Jésus de Nazareth / le 27.12.2004

Je ne dirai rien de ce que disaient ses adeptes à son sujet; je ne répèterai point les dires de ceux qui l’ont renié; ces derniers étaient parfois médiocres. Toutefois, les proches qui lui restèrent fidèles, de même que les étrangers à la religion, le vénéraient et se sentaient attirés vers lui. Justement, à l’occasion de sa Nativité, j’ai quelque chose à dire, une parole ultime: ce qui vous saisit le plus chez cet Homme est l’absence de tout décalage entre ses actes et ses paroles. Il n’est que lumière.

Avant de développer le sujet, je voudrais noter que deux évangélistes, – à savoir Marc et Jean-, passèrent sa Nativité sous silence, alors que Paul se contenta d’indiquer qu’il prit naissance d’une femme. On dirait donc que les premiers Chrétiens, qui précédèrent la rédaction du Nouveau Testament, se souciaient peu de cet événement. D’ailleurs, les générations suivantes, qui connurent les évangiles, joignaient toujours la célébration de la Nativité de Jésus à celle de son Baptême dans le Jourdain, les deux événements étant considérés comme une même radiation de la lumière divine. Suivant cette logique, je m’ouïs affirmer que le Christ était né sur la Croix. Je réalisai d’autant plus le sens de ma parole: «c’est par là qu’il fit son entrée dans l’histoire, et dans les cœurs». Par conséquent, Noël ne trouve de sens que dans cette éblouissante lumière qui se révèle.

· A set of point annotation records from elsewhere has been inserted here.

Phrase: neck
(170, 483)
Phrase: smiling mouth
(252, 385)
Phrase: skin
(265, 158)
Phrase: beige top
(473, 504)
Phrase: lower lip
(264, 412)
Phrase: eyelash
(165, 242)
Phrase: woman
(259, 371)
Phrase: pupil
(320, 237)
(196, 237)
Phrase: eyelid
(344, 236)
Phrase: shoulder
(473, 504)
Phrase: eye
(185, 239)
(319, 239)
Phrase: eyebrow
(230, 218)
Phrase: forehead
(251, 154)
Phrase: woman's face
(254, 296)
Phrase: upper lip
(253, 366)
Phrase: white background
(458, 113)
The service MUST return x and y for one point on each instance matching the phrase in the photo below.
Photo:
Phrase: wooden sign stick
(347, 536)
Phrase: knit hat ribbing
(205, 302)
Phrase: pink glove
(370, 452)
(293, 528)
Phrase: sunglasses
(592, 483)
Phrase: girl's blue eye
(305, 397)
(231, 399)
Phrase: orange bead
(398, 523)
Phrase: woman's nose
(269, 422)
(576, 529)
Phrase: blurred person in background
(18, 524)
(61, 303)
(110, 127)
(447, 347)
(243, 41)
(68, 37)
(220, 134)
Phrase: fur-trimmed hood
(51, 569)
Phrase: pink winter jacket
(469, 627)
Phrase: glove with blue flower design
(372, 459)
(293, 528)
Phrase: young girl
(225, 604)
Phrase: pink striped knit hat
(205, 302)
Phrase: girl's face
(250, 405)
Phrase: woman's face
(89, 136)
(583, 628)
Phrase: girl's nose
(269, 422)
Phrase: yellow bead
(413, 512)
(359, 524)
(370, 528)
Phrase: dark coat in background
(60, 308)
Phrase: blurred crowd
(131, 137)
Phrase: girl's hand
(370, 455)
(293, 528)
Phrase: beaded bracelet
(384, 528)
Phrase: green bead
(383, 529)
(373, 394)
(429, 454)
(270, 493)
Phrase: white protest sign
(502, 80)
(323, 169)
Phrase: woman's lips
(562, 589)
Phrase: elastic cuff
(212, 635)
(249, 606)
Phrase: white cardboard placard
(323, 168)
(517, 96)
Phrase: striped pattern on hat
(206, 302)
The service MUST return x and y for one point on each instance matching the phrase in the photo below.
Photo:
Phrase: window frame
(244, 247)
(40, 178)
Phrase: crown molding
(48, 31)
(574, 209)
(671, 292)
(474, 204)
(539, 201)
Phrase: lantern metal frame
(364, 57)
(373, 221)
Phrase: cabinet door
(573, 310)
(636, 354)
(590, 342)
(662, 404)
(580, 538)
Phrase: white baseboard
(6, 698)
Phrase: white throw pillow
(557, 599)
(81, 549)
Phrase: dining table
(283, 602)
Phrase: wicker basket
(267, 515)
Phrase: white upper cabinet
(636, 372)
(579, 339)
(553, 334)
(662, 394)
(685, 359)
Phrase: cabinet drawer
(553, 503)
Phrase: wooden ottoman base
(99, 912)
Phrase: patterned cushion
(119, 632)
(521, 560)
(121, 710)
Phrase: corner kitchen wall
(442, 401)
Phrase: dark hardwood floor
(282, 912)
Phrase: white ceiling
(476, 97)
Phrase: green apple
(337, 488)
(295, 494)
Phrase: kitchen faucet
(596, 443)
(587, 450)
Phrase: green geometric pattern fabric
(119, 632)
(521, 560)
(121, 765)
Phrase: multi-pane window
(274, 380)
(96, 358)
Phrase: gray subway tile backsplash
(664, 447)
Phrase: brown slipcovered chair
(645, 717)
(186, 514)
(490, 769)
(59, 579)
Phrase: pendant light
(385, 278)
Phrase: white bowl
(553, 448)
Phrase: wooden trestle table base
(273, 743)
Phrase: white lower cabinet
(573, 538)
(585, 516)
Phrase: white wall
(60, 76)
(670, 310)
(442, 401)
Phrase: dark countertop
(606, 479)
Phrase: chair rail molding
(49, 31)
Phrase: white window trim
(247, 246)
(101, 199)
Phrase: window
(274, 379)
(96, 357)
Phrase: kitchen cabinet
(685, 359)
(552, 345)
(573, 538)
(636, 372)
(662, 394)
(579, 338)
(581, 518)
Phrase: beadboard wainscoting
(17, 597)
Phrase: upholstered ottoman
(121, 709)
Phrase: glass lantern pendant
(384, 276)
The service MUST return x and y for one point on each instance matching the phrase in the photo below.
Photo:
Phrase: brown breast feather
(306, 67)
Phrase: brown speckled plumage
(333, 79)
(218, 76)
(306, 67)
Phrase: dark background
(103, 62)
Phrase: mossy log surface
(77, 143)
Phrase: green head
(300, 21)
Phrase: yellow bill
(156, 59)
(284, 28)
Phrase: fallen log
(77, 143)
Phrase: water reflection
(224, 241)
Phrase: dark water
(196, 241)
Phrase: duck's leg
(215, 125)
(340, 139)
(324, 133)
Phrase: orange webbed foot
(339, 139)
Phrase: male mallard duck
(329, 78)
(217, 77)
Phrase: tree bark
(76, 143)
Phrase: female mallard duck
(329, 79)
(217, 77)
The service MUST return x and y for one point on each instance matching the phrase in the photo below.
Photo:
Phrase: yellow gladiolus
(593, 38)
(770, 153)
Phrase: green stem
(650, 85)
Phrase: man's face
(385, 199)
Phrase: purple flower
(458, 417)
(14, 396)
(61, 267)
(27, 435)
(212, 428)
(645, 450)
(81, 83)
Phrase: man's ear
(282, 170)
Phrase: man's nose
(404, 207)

Il est très difficile, je sais, de tenter un exposé objectif, froid, de la vie du Maître. D’abord, cela ne s’est passé dans aucune religion. L’histoire est loin d’être une science absolument objective, au titre de la science physique, par exemple. Elle est toujours lue d’un point de vue subjectif. Bien entendu, il reste possible, dans une certaine mesure, de prendre ses distances avec la doctrine, au profit d’un plus large contact avec la masse. Ensuite, on ne peut vraiment rejoindre ce que l’Occident désigne par «L’école supérieure d’exégèse», pour s’appliquer à la recherche du «Jésus historique», indépendamment des quatre disciples qui ont écrit sur lui. Je dirais qu’une recherche du «Jésus historique» serait un ensemble de conjectures basées sur le texte en soi, mise à part la théologie des évangélistes, ou celle de l’Eglise primitive. A vrai dire, je n’ai d’autre contact qu’avec ceux qui ont écrit; les prenant pour témoins, ou pour des adhérents aux témoins directs. Cela dit, les évangiles sont cette perspective qui s’offre à notre regard; je m’y arrête, afin que mes lecteurs et moi puissions nous délecter de cette saison.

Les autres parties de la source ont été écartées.